It’s been pretty good. I get in the car … we did two tests and this is our third race weekend. Every time I get in the car, it comes back pretty quick.

There’s some things that you take for granted. When you’re racing all the time, the way your body builds up muscle … especially ovals, you’re so offset to the left. Here it’s building up a little bit of core strength in these cars.

I always try to stay fit, so it’s good. But I notice it in my neck or my core strength, some of the things you miss out on not doing it all the time.

Is there anything you miss at all about the NASCAR schedule and everything that goes with it?

You kind of knew what your year looked like.

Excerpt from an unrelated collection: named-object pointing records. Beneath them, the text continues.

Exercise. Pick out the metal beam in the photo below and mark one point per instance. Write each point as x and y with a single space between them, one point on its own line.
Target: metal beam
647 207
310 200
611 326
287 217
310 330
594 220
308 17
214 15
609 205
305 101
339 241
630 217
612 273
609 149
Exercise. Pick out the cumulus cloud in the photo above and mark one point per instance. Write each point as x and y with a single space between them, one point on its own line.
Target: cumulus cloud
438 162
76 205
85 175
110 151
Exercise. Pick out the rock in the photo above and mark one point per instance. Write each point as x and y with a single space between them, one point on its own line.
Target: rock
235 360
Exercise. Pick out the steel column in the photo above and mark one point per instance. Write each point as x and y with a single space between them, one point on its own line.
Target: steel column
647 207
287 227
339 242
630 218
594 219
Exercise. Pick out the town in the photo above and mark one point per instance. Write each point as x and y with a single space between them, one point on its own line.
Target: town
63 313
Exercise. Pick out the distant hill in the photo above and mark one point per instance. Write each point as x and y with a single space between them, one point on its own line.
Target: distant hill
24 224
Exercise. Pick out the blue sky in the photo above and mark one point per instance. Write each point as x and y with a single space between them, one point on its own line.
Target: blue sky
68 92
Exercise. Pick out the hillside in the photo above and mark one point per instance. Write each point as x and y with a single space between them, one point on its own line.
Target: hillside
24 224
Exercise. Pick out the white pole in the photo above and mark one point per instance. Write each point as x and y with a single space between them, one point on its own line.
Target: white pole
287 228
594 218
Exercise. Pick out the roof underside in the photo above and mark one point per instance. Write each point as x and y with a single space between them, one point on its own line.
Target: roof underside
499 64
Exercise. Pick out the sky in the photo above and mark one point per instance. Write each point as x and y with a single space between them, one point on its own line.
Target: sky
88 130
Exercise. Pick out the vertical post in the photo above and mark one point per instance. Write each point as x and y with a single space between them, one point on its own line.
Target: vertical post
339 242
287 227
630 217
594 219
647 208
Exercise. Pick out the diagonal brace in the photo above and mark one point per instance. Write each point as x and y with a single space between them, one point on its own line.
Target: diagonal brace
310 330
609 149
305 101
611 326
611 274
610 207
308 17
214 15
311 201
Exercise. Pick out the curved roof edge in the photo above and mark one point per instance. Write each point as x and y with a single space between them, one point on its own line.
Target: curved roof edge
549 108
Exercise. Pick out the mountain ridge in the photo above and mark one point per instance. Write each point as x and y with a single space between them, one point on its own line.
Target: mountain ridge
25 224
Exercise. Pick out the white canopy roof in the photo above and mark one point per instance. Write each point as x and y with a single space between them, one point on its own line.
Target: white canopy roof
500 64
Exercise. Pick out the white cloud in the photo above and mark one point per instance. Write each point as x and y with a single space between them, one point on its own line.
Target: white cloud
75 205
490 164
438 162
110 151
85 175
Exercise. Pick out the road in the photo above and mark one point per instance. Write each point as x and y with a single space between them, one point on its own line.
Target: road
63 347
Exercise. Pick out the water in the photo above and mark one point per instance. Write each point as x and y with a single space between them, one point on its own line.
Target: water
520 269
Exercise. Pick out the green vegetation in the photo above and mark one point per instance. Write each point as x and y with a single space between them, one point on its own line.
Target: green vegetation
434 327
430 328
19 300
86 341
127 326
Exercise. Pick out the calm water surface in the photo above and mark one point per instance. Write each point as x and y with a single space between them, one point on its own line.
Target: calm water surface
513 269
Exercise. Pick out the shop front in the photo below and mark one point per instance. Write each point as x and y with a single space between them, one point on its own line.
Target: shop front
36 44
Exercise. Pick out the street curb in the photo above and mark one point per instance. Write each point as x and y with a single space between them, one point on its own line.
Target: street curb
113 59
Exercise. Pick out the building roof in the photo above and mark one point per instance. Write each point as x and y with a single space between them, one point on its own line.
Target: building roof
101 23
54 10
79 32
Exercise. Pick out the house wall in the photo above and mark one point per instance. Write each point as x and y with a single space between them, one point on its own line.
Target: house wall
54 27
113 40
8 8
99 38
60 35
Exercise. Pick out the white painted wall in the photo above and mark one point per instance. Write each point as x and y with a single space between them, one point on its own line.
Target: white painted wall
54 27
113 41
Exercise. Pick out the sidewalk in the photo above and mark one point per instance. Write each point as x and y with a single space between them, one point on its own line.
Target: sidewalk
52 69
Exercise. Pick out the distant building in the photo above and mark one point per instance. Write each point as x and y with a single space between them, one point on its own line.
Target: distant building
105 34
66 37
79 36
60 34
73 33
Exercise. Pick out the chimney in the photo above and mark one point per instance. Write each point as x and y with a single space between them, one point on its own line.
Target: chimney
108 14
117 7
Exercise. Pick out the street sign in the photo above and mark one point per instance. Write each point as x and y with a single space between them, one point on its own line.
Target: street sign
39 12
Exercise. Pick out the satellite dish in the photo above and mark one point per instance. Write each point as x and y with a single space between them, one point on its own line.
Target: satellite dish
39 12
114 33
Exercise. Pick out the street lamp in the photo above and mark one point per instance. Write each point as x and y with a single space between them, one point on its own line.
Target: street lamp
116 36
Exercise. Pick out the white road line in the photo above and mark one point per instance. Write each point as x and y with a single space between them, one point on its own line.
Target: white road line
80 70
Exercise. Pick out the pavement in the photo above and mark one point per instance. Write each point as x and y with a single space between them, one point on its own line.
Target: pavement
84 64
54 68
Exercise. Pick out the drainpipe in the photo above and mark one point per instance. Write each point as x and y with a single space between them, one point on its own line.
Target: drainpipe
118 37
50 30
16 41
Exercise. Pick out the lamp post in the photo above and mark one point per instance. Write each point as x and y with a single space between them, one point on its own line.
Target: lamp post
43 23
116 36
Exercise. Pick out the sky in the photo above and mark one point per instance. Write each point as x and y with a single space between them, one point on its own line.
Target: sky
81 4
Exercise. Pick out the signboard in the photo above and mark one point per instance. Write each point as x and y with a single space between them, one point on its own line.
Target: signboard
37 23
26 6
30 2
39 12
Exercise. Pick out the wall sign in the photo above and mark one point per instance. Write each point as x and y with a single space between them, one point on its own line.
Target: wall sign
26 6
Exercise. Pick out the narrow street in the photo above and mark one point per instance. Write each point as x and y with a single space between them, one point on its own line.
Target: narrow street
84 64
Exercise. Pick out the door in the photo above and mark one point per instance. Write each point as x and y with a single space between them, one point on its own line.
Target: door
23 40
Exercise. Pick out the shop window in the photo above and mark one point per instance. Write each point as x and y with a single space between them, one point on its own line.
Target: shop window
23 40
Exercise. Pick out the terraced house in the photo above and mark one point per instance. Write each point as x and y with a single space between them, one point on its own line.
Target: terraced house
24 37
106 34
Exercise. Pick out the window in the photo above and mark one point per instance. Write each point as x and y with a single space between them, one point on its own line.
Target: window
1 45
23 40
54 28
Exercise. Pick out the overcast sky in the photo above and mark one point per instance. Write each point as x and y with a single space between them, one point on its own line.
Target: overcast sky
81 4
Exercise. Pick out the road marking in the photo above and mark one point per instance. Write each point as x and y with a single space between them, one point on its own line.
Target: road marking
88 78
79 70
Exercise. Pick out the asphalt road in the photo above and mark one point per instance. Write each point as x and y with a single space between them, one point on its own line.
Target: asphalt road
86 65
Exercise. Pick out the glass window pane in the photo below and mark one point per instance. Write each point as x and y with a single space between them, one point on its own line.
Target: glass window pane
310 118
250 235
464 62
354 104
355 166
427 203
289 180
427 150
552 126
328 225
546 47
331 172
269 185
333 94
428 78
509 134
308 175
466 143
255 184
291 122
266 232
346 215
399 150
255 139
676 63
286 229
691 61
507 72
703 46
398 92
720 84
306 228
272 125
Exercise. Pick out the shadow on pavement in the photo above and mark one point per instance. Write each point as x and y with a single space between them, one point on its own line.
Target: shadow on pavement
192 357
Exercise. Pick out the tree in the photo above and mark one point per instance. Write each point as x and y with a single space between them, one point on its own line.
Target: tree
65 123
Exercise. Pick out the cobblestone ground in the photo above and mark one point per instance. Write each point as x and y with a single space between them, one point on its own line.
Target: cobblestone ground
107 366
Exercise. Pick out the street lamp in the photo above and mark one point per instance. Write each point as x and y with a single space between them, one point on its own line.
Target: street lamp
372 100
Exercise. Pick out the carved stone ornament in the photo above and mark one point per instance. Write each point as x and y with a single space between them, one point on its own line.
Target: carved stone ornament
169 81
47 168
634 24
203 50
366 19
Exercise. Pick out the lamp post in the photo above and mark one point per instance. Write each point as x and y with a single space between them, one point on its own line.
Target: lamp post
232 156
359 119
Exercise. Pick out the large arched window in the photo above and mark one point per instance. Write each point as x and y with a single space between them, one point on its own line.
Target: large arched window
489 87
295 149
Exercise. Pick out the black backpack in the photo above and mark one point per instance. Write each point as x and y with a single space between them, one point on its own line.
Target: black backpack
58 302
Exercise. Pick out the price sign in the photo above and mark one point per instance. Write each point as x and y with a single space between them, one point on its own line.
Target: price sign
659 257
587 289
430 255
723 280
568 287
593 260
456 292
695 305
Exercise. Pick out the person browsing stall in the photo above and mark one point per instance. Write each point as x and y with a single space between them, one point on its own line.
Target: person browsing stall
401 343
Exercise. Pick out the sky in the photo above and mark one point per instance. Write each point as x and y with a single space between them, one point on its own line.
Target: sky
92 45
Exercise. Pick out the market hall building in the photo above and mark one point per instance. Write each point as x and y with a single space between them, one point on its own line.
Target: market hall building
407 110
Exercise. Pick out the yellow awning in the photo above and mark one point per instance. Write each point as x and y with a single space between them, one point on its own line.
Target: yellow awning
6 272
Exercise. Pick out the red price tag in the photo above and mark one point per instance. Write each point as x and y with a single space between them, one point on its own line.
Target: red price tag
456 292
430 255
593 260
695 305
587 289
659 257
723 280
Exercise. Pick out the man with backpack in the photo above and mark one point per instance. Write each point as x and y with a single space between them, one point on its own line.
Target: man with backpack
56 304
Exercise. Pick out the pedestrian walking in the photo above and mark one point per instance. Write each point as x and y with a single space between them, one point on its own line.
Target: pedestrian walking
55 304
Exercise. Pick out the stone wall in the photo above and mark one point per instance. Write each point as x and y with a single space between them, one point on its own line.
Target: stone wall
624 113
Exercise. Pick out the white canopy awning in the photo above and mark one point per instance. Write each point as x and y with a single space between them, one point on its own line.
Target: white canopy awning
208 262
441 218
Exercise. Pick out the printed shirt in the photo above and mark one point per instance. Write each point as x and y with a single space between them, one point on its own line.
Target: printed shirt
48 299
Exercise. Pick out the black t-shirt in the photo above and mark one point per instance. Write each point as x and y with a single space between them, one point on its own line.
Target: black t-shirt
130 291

Now the kids are out of school. What do we want to do? Go camping?

You have to make decisions a lot quicker, it seems like, where before it was planned out what your entire year looked like. You had one week here where you could go on vacation. You knew you had a Wednesday. Wednesdays are pretty open in that world. Mondays are meetings. Tuesdays are (used to) recover, Wednesdays are pretty open, like a day to go do something. Then Thursday’s a travel day.

Now it’s a brave new world out there. Now we have a new routine. So, like, when I leave if I go camping, or if I do a four-day whitetail deer hunt over the winter, it’s hard to be away for four days from my wife and kids. That’s changed. Before it used to be so routine. They’re used to you leaving. Now when you’re gone, it’s actually tough to do.

Both kids are in school?

Yeah. Now it’s summer break, so we drove up here from North Carolina and had a little road trip. I love a road trip. The kids behaved and we had a good time.

So you’re still in North Carolina. How involved are you in the business? (His father, John, founded the Menards home improvement chain.)

I’m involved. It’s tough with having kids in school and figuring out when’s the right time to move up here if we move up here. If everything’s right up here for us to do that. There’s a lot of variables.

So the family’s all good?

Life’s good. It is what you make of it.

Is this the last time you’re going to get out racing this year?

Last one planned. We might do another one. We’ve talked about it. We’re always talking to see if we can put something else together. Right now this is the last one.